Thursday, April 1, 2010

sadness & despair.

for 6 months i've stalked these boots, constantly questioning whether i truly need them or not. after all, i already own a cognac boot. and i already own a tall flat boot. but my heart (and my closet) keeps telling me i need a tall, flat, cognac boot. so there i was, on the edge of a decision when my mom swoops in with a save. she bought them in an effort to bribe me - SWEET! it worked. whatever you want mom.
they arrived at my home in 48 hours (shout out to endless.com) and i was more than eager to put them on. good amount of space for my toes? check. nice fit around my calf? check. doesn't stab me when i walk? yeah, didn't plan for that. i was too sad to be pissed, what a waste of a shoe! and my longing! and my mom's bribery!
i'm gonna take them to the local shoe guy. if he gives me that look that he's given me before, meaning "this is an issue beyond me", then i'll send them back. with tear stains on the leather.

2 comments:

Blame it on the Fro said...

Funny!
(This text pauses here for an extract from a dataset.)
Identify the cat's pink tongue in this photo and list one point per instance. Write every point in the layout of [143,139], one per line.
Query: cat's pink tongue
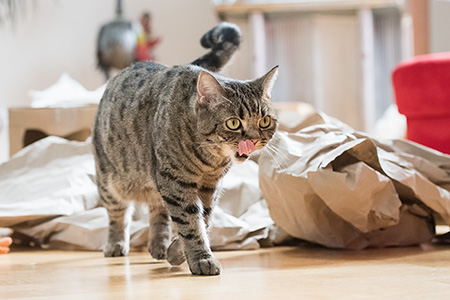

Girl I got these boots too and they make me look so flat footed and I’m not. Every time I see someone else wearing them I convince myself they look like that on me. With my thick legs and small feet, I like so stumpy. I guess this is a sign that I need to put them on EBay.

Cheers!

Tiffany said...

oh that sucks but I've totally had that happen to me before. They are totally gorgeous though, I love the color!